RDC: But can’t the drone follow the trespasser and report their GPS location so that law enforcement can go to that spot and pick them up?
LA: Technology probably won’t go a long way to solve our border security problem but that’s the least of our worries. This newfound anti-immigrant attitude that our politicians are embracing is going to cost our nation dearly in the future. Consider the trillions of dollars of wealth and the hundreds of millions of jobs around the world that were created thanks to the businesses that were started in the Silicon Valley. The impact of those businesses would be a fraction of what it has been if not for the ability of technology companies to attract talent from around the world, the vast majority of whom stay in this country and become hard working and tax paying American entrepreneurs who go on to start their own companies and perpetuate the cycle.
That 40 year success story is being threatened by the extreme politics of immigration opponents, who are literally hanging up signs telling these folks “You’re not welcome!”
RDC: On the other hand – if we aren’t more diligent we have the issue of making it easier for terrorists to come flooding in. .
LA: That’s true Rebecca but think about this: Every year, over a quarter of a million foreign students graduate from colleges and universities in the United States, in most cases after paying full tuition and contributing over $24 billion to our economy and do you know what the first thing we tell them is after their done with school? Go home! Take your advanced degree in science and technology and go back to where you came from. Start a business there! Grow their economy! We don’t need you here. The fact is, less than 35 percent of these grads stay in this country yet they represent one of the most industrious and entrepreneurial group of people in our nation. Quite honestly, it’s insanity.

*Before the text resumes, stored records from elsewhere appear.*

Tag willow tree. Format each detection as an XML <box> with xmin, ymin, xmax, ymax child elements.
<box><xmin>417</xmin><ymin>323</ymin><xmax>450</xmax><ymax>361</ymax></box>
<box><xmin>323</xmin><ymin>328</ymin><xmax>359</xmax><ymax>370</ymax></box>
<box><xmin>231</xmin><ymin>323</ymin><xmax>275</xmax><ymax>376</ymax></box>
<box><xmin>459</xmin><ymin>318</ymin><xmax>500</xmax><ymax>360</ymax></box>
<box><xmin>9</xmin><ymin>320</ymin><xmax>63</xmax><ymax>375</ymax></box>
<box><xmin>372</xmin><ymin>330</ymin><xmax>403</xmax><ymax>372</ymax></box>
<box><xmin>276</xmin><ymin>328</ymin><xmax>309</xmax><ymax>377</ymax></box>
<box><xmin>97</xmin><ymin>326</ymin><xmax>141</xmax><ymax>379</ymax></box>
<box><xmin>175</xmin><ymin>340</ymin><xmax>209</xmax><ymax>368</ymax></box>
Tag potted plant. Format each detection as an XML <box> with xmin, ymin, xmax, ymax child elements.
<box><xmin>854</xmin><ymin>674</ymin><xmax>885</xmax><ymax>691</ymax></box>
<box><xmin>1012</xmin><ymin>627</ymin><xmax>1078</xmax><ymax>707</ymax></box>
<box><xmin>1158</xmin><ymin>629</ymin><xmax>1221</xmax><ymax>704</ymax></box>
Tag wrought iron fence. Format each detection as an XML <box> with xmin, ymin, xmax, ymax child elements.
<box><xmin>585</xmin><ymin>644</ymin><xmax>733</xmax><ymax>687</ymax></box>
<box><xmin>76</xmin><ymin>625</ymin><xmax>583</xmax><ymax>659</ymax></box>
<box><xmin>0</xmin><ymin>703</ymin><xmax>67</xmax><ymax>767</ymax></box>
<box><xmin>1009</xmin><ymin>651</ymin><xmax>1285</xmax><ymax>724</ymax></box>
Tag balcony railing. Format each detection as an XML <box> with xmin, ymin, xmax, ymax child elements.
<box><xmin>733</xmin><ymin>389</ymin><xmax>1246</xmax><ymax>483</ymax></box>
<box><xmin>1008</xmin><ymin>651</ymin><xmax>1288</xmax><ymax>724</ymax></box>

Every country outside of the US wants to build the next Silicon Valley and they are dusting off the welcome mats to those students that we chase away. The United Kingdom in particular is trying to challenge California as the next best place to start a business, by making it easy for talented foreign grads to move their and start businesses and careers. And that includes our neighbor to the north, Canada, also a member of the UK, which makes emigration into the country a breeze.
RDC: As a sociobiologist I am a big believer in the idea of the path of least resistance – so when you make it easier to legally emigrate, than do it ILLegally, then everything will change. People generally will take the path of least resistance when offered the choice. . which in this case means making legal immigration easier and cheaper than risking your life and paying shady characters. .
LA: Well, the good news is that there’s still a chance to fix the problem with our immigration system by realizing that not all immigrants are the same and we should be open to attracting the kind of entrepreneurial men and women who have always flocked to this country to build the American dream like the rest of us have
RDC: Here Here – I tell you Luis – if terrorism had not created such fear, I really do think we would be open to the idea of allowing more people with valuable skills to come to the country. .it’s a shame that mesh of the filter has gotten to fine that now almost nothing can pass through it. . well, that’s our time for today but thank you Luis and we’ll see you again next week. .
LA: Thank you Rebecca. This is Luis Alvarez from the Alvarez Technology Group reminding you that when it comes to technology, forewarned, is forearmed!